One reason people hate her was when she lied about being in that helicopter taking fire. I don't hate her or like her.


----------



## nightflameauto (Jan 21, 2021)

MaxOfMetal said:


> Even for the not whacky stuff, it seems like the hatred is far outsized.
> 
> It more or less seems like she was seen as a rising star in a popular political dynasty and that put a major target on her back, from both parties.


I think the blame for that can lie at least partially on her personality. Her husband was massively charismatic, and she was precisely the opposite. Some people just have a talent for being able to turn a room against them.


----------



## MaxOfMetal (Jan 21, 2021)

c7spheres said:


> One reason people hate her was when she lied about being in that helicopter taking fire. I don't hate her or like her.

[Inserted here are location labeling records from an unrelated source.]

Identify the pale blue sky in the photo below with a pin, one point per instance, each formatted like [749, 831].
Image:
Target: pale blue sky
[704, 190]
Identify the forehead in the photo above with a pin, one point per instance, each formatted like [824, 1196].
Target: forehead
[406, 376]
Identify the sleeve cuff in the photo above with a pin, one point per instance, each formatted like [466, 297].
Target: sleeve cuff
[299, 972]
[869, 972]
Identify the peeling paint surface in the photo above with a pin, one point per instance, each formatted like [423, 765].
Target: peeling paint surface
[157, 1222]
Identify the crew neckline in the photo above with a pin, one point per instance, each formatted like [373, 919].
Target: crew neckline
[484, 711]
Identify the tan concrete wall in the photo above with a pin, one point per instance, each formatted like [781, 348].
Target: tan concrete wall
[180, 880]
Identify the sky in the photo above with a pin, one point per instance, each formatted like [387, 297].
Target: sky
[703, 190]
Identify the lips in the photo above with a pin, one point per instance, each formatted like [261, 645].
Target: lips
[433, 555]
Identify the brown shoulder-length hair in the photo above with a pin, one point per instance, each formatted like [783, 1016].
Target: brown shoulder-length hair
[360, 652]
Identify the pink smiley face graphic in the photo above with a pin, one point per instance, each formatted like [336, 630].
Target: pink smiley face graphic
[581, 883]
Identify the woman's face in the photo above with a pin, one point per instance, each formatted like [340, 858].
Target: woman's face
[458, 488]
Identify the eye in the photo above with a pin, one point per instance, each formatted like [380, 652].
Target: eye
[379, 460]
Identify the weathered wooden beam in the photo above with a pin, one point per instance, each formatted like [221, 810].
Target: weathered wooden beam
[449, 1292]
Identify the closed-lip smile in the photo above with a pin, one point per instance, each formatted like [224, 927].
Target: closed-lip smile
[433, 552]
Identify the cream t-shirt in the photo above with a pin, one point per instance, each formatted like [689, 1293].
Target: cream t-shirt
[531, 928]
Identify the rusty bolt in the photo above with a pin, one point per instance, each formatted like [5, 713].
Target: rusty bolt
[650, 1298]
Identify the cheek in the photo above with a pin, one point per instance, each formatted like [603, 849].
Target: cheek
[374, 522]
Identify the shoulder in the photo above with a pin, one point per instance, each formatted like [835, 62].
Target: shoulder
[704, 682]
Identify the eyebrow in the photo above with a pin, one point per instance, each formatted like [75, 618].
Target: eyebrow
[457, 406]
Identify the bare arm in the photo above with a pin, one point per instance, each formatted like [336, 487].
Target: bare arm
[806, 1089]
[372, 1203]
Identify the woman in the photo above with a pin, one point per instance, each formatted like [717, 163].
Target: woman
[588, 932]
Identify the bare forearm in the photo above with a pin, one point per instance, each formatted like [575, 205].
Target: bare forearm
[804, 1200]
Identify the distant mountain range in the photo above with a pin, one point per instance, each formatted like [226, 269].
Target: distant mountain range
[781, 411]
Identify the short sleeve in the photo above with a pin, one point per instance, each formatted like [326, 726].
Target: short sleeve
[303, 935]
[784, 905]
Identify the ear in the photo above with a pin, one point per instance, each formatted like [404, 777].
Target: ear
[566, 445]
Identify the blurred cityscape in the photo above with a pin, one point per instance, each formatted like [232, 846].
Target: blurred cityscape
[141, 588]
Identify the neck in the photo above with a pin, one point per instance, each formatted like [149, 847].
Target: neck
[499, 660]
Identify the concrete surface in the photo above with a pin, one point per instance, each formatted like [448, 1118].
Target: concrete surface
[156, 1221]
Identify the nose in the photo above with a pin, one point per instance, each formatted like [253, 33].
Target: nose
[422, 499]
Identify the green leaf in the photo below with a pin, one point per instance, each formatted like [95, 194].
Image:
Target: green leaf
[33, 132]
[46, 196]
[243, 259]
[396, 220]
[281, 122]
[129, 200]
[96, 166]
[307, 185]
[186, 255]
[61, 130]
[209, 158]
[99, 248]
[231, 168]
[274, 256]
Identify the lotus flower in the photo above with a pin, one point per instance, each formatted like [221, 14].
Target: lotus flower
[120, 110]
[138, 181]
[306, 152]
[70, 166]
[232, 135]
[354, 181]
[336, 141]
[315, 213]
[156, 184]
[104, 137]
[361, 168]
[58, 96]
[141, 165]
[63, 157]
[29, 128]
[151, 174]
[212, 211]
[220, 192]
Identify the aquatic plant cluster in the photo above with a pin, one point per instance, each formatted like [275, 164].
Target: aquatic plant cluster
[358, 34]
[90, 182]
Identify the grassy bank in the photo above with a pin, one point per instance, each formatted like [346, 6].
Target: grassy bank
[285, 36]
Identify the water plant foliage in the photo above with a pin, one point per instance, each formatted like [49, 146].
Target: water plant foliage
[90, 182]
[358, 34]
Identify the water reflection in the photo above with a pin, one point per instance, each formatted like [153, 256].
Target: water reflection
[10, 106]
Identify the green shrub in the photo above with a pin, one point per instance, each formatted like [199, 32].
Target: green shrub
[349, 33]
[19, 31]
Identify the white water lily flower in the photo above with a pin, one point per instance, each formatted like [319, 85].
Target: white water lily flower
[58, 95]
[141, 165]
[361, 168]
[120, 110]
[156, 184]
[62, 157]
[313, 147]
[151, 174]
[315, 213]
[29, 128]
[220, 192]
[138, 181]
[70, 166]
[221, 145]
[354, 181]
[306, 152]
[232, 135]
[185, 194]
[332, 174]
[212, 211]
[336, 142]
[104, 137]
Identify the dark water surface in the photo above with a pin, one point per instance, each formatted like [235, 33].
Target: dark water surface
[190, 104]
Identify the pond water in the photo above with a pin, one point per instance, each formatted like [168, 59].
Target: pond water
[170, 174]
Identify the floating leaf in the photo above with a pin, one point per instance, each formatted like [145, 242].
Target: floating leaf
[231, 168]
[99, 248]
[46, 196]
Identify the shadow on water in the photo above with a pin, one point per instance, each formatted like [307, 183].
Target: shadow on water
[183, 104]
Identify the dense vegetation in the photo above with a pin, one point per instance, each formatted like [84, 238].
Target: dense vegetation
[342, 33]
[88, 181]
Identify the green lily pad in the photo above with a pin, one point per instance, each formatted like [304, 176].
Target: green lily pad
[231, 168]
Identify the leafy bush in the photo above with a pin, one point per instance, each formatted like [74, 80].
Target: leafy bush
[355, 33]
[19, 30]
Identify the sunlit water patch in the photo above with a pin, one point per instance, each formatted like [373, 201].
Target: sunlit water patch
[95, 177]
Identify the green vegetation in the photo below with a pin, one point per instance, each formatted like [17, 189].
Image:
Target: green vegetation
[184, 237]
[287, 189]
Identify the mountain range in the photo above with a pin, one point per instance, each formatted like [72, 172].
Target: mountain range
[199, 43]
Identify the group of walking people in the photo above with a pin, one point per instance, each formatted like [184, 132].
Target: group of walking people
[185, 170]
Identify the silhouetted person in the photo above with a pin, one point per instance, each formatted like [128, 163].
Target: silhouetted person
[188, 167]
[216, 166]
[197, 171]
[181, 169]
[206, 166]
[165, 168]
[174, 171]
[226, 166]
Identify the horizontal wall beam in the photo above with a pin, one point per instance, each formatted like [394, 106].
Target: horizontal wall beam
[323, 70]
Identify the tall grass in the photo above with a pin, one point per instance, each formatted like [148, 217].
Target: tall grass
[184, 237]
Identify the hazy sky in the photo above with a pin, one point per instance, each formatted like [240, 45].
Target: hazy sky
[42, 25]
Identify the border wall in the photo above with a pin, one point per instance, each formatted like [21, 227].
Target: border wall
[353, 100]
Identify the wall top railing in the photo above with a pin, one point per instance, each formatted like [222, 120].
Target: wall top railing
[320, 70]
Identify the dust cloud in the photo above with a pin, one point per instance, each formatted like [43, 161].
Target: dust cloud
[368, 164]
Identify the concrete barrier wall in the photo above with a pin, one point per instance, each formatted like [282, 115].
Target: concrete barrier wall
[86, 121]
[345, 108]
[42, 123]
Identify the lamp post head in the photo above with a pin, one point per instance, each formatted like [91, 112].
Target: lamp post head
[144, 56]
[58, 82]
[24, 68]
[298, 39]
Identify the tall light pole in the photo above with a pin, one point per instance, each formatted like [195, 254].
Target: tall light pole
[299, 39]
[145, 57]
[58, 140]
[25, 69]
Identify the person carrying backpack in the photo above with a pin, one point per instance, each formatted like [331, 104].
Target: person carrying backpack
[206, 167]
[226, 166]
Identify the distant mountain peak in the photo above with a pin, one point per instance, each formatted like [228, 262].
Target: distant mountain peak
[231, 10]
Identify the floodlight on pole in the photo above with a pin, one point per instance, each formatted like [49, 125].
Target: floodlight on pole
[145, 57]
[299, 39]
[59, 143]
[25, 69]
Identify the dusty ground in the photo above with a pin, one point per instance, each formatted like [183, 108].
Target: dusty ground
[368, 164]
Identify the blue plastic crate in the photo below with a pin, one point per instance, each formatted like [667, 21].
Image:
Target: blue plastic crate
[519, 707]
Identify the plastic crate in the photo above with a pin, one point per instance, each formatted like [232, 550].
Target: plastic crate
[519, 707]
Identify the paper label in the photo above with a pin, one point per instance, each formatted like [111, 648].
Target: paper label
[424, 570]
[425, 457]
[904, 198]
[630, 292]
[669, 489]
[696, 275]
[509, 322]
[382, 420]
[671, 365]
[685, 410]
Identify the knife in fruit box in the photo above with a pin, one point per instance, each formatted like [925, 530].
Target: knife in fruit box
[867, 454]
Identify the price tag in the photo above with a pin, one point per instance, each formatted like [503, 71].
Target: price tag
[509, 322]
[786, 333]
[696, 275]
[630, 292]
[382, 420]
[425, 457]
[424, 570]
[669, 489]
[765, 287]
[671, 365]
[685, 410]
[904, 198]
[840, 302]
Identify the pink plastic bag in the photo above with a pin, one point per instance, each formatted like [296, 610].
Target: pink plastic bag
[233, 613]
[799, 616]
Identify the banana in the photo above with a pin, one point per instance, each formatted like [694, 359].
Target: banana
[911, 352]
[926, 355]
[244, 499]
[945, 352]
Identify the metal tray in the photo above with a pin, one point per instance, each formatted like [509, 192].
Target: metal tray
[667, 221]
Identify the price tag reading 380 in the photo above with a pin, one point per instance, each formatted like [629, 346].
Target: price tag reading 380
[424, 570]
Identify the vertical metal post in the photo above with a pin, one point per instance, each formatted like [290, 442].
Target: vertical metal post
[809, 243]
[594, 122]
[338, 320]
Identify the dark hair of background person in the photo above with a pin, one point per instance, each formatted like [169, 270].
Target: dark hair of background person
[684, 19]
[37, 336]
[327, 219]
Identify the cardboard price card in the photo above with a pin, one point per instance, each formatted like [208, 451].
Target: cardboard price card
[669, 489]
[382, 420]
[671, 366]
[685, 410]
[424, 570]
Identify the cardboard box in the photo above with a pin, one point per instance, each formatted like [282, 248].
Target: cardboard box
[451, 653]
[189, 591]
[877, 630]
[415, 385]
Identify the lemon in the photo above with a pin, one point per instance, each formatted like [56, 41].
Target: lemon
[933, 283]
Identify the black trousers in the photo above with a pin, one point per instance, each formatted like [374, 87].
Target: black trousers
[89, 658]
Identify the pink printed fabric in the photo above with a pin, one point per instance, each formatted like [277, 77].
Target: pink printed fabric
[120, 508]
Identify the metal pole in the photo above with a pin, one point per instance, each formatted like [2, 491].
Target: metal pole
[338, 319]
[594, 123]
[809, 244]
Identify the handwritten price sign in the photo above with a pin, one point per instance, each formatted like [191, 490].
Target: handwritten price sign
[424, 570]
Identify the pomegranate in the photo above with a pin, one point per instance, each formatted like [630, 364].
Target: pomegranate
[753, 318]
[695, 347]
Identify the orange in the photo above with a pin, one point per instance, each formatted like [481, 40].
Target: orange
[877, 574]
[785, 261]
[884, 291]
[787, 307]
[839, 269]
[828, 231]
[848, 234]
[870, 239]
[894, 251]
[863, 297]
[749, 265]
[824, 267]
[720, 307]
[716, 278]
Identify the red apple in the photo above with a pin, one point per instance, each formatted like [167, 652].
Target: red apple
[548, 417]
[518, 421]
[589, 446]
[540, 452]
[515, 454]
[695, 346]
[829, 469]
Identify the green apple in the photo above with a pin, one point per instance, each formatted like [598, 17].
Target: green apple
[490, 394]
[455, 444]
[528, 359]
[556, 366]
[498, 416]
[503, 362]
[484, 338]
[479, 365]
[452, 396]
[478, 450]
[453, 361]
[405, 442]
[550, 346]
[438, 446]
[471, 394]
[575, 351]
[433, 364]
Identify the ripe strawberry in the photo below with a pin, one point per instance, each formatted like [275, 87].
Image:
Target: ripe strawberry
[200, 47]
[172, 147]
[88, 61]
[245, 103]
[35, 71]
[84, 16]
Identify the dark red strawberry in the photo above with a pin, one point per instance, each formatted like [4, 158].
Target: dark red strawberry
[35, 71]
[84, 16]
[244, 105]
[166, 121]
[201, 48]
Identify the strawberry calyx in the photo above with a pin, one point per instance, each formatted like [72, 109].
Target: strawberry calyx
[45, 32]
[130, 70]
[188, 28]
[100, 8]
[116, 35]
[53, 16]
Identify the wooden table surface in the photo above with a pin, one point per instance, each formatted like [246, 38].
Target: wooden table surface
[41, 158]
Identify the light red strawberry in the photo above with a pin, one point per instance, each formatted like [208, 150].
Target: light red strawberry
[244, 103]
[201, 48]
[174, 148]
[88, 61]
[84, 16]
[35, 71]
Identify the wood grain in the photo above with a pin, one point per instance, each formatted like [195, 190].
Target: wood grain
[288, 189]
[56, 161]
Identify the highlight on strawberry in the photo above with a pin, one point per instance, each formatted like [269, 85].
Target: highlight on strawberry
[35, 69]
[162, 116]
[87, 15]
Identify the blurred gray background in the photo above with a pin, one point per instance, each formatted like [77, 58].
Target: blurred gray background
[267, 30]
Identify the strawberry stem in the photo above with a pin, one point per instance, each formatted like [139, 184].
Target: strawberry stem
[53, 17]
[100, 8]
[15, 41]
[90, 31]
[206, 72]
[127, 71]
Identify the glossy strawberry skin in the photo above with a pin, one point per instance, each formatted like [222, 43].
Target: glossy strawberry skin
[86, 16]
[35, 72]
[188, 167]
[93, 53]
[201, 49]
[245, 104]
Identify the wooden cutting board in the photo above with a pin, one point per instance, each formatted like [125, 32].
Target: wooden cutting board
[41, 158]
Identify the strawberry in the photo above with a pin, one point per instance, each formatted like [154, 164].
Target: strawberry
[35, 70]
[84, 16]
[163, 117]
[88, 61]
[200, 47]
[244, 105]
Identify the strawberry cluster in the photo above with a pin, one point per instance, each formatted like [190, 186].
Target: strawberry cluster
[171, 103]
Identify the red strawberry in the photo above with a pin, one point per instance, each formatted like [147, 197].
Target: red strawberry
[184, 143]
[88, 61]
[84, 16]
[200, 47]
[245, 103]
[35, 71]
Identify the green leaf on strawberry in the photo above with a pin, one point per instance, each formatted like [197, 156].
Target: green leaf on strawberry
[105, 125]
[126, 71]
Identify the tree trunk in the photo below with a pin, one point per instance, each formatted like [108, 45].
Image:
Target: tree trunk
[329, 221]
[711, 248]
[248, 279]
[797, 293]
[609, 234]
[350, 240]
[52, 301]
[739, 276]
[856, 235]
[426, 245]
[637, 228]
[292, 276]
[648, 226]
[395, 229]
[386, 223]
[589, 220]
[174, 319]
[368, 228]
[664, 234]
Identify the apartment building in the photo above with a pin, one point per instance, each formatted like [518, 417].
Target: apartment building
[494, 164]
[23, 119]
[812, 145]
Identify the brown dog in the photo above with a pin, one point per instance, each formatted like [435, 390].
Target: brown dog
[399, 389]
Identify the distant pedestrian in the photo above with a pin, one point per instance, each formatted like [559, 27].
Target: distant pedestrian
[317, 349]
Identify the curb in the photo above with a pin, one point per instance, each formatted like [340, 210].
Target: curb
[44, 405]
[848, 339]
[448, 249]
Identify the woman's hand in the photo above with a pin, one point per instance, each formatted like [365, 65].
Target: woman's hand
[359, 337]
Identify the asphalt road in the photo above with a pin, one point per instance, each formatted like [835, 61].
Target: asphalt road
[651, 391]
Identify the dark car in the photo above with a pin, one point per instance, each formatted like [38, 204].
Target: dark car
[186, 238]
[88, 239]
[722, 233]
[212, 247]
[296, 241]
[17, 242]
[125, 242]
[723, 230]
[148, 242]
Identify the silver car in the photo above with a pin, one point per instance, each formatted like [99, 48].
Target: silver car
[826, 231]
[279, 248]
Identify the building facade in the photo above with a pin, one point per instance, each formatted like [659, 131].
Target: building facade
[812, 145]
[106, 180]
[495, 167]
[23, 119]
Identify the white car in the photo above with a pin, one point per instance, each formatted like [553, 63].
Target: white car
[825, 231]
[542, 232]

Seems kind of quaint compared to "Intelligence gathered by this and other governments leaves no doubt that the Iraq regime continues to possess and conceal some of the most lethal weapons ever devised."


----------



## bostjan (Jan 21, 2021)

MaxOfMetal said:


> I don't know, I never really hated HRC viscerally, so I sort went back through her legislative history, and honestly, she wasn't that bad in the context of the time. I mean most of her biggest blunders (which, again, were shared by almost the entire Democratic caucus at the time, even more so GOP), the Iraq War vote and Patriot Act, she mostly realized she was wrong and actively worked to correct. Was she successful? Not always.
> 
> What am I missing? She just seems like a boring center right politician...like pretty much all of the Dems the last 20 years. Why don't we hate Schumer this much? He's pretty much voted 1:1 with her. Same for Joe Biden.
> 
> ...



I might be totally wrong, but, I strongly suspect that, if Schumer ran for president, there would be a great amount of bellyaching about it from the left, though.

And that's not even accounting for the fact that Schumer's controversies have been more about public speaking gaffes and his spouse's crusade against bike lanes, as opposed to Clinton's more fraudulent endeavors and her spouse's impeachment and tons of other much more serious shenanigans.


----------



## mastapimp (Jan 21, 2021)

I still voted for her in 2016, but some of the pandering was difficult to stomach. When you appear on an urban syndicated morning show with a predominantly young black audience and the first thing you mention about what's in your purse is hot sauce, it comes across as disingenuous and reaching. Appearing on "Broad City" was another instance of this kind of pandering. She's trying a little too hard to appeal to certain demographics. 

On the flip side, I was equally disappointed when Ted Cruz made his "machine gun bacon" video. It's fun and cool when you have some idiots from Epic Meal Time cooking their foods in zany fashion, but a senator going to a gun range with bacon wrapped around the muzzle of a machine gun is not the first thing I think of when I hear someone's an advocate of "gun rights."


----------



## Xaios (Jan 21, 2021)

I never hated her, although "Pokemon Go-to-the-polls" proved that she was that awful combination of pandering while still being incredibly out of touch. Granted, I never thought she was nearly as out-to-lunch as Trump. Otherwise, she's a career politician. In 2016, that was a bad thing for her. Here in 2021 after 4 years of Trump, I can think of much worse things.


----------



## groverj3 (Jan 22, 2021)

Radical right wing media hates women, women in positions of power, and Democrats.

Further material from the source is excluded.